My upcoming trip to Chile, and the approach of Halloween, both help whet my appetite for new horror biopic El Conde, or The Count (2023). Writer-director Pablo Larrain always has unusual takes on people in positions of power, be it JFK’s widow packing up the White House (Jackie) or Princess Di swallowing her pearls (Spencer). Here he explains the bloodthirstiness of Chilean dictator Augusto Pinochet by exposing him as a 250-year-old vampire. I may not know enough South American history to get the jokes in this unusual satire, but I’ll definitely appreciate the shimmering black and white cinematography when this debuts on Netflix this weekend.
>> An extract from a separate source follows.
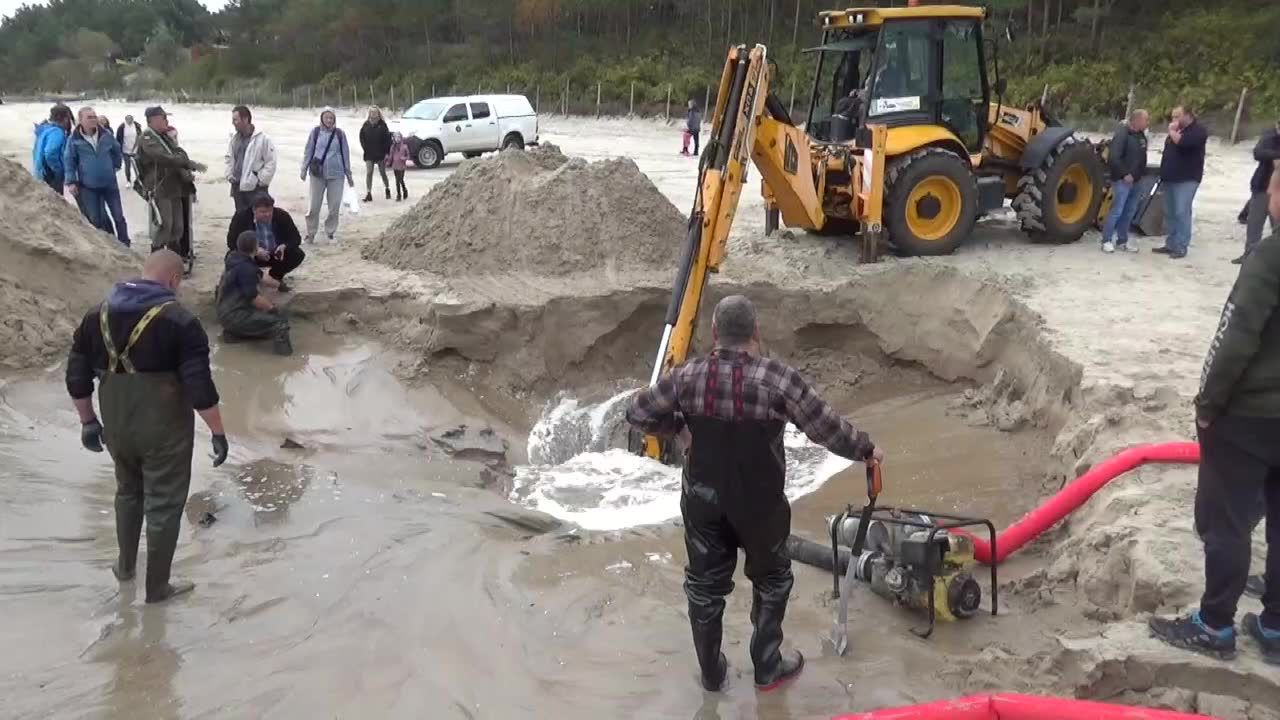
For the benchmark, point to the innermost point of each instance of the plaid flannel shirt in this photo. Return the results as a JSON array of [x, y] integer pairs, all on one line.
[[771, 391]]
I finally got the chance to see Teenage Mutant Ninja Turtles: Mutant Mayhem (2023) as it finally made its way to Aussie cinemas. Agree with Stuart and Jakob on this one, definitely the best Turtles movie so far, even if I still have nostalgic love for the ‘90s live-action movies. All of the young actors voicing the Turtles were phenomenal, I loved how they actually sounded like teens, and Ice Cube was the perfect choice to voice Superfly. The animation looked unique and absolutely beautiful at times and the score by Trent Reznor and Atticus Ross sounded right out of a David Fincher movie, which was a nice surprise. Hopefully the film’s decent box office allows them to make a sequel as I’d love to see a follow-up set in this TMNT universe.
I watched Together Together (2021) which is a very sweet story about platonic friendships. Ed Helms is mostly toned down (with only a few moments where he comes off overly animated) but Patti Harrison knocks it out of the park with a subtle and layered performance. It’s a very “slice of life” type film, it focuses mostly on the developing connection between a middle aged wannabe dad and his surrogate. The screenplay is very funny and the score is beautiful. A really sweet and comforting watch, and I give it the strongest of recommends.
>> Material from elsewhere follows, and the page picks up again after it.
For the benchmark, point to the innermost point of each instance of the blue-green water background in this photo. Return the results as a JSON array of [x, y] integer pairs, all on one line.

There are a host of retrospectives returning to the podcast feed this year, and for some of them, I have some serious catching up to do. Recently, I turned my attention to the Saw franchise with Saw III (2006). They don’t make horror films like this these days, do they? I mean, I know Saw X is coming out soon, but besides that franchise, how many mainstream horror films are this gory and gruesome? The contraptions and torture devices are as inventive and wince-inducing as ever, and I appreciate that this movie scaled back the size of the cast compared to Saw II. By shrinking the number of characters, I felt more invested in these characters than I had in the last one. The ending, with all of its explanations and connection-building, felt forced and gratuitous. But I enjoyed everything up to that point. And that rotten pig carcass pit will never leave my mind. Worst way to die, hands down.